Another way is to use the set_title or the set_xlabel of your colorbar axes. For the first:
...
## COLORBAR
cb=plt.colorbar(cf, cax=cx)
cx.set_title(r"Variable Z")
...

However in this way I don't know how to set the title at a distance from the axes. For the second, this can be done using the labelpad:
...
## COLORBAR
cb=plt.colorbar(cf, cax=cx)
cx.set_xlabel(r"Variable Z", labelpad=10)
cx.xaxis.set_label_position('top')
...

Tuesday, October 11, 2011

Avoid possible division by zero by limiting the divisor

The friendly "division by zero" warning has appeared to almost anyone that had a pocket calculator. Although this can be a nice greeting from our little digital friends that is bidding us to give it some more though on our problem and the required computations, it is generally a pain if one has a large code and has to wait several hours, if not days, to finish a computation. It is sometimes natural that in the progress of the numerical steps needed to solve a PDE where the initial and some boundary conditions are dubious, that the solution needs to wander a bit before giving up and returning those anxiously awaited results.

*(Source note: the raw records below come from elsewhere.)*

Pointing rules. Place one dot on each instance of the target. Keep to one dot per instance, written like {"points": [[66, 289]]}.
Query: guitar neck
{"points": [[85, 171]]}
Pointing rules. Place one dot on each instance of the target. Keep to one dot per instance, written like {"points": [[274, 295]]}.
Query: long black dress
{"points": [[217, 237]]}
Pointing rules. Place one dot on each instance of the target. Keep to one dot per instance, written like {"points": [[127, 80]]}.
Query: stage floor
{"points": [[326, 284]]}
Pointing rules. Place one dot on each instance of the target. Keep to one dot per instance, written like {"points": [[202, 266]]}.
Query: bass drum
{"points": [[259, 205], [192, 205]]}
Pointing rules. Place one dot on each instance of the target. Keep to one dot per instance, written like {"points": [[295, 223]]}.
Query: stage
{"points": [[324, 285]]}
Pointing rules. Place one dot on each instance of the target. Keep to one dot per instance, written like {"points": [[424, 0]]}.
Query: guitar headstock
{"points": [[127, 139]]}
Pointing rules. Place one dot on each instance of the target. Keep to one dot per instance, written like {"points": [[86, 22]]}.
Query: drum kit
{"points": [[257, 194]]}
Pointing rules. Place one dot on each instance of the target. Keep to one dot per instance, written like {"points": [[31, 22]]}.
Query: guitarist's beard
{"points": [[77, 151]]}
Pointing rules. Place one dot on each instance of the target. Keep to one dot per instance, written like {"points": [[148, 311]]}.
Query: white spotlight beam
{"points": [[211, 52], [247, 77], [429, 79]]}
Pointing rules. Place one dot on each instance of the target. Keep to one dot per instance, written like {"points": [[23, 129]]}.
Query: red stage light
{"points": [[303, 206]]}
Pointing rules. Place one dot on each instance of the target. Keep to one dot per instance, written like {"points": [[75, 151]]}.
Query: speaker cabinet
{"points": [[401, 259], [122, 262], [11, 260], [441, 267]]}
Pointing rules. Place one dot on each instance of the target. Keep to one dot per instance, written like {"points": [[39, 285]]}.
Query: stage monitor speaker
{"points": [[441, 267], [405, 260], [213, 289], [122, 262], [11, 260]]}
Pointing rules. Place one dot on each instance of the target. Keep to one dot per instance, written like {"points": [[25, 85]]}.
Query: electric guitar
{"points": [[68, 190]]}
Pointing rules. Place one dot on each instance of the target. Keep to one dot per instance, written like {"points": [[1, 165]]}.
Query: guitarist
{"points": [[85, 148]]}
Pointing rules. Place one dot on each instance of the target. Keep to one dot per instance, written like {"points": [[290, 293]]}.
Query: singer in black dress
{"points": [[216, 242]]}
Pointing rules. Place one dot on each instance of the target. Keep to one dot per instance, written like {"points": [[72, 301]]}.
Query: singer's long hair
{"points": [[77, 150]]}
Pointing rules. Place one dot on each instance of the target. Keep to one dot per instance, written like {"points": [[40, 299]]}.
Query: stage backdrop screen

So, for an operation "a/b" where "b" is may be 0 at some point, a limiter can be applied such that a minimum threshold, dictated by parameter "SMALL", forces the value to be higher than zero and also to avoid underflows.

REAL, PARAMETER :: SMALL = 1.E-18
!! for a divisor b>0
c = a/MAX(b, SMALL)
!! for a divisor b with an arbitrary sign
c = a/SIGN(MAX(ABS(b), SMALL), b)
view raw gistfile1.f90 hosted with ❤ by GitHub

Welcome

I am human, thus I forget things. Well, sometimes these are quite useful things that in the instances when these are really needed, coincidently it is when these are harder to remember. I have used notebooks for a long time but when these are also needed, they are never around, which is a beautiful fact adding to the arguments of Murphy's law. As such, tired of searching for these multiple pieces of code when a difficulty comes by, I've decided to create this blog to put the stuff that I learn, from other people or by trial and error, so that it is available through some simple mouse clicks.

My daily activity concerns programming to solve problems related with numerical things.
The main programming I work with is FORTRAN 90 and the interpreted languages I use are Python (mainly numpy, scipy, matplotlib), Matlab, Maxima. My preferred shell is Bash and my text editor is good old Vim. Regarding text processing, Latex is a must.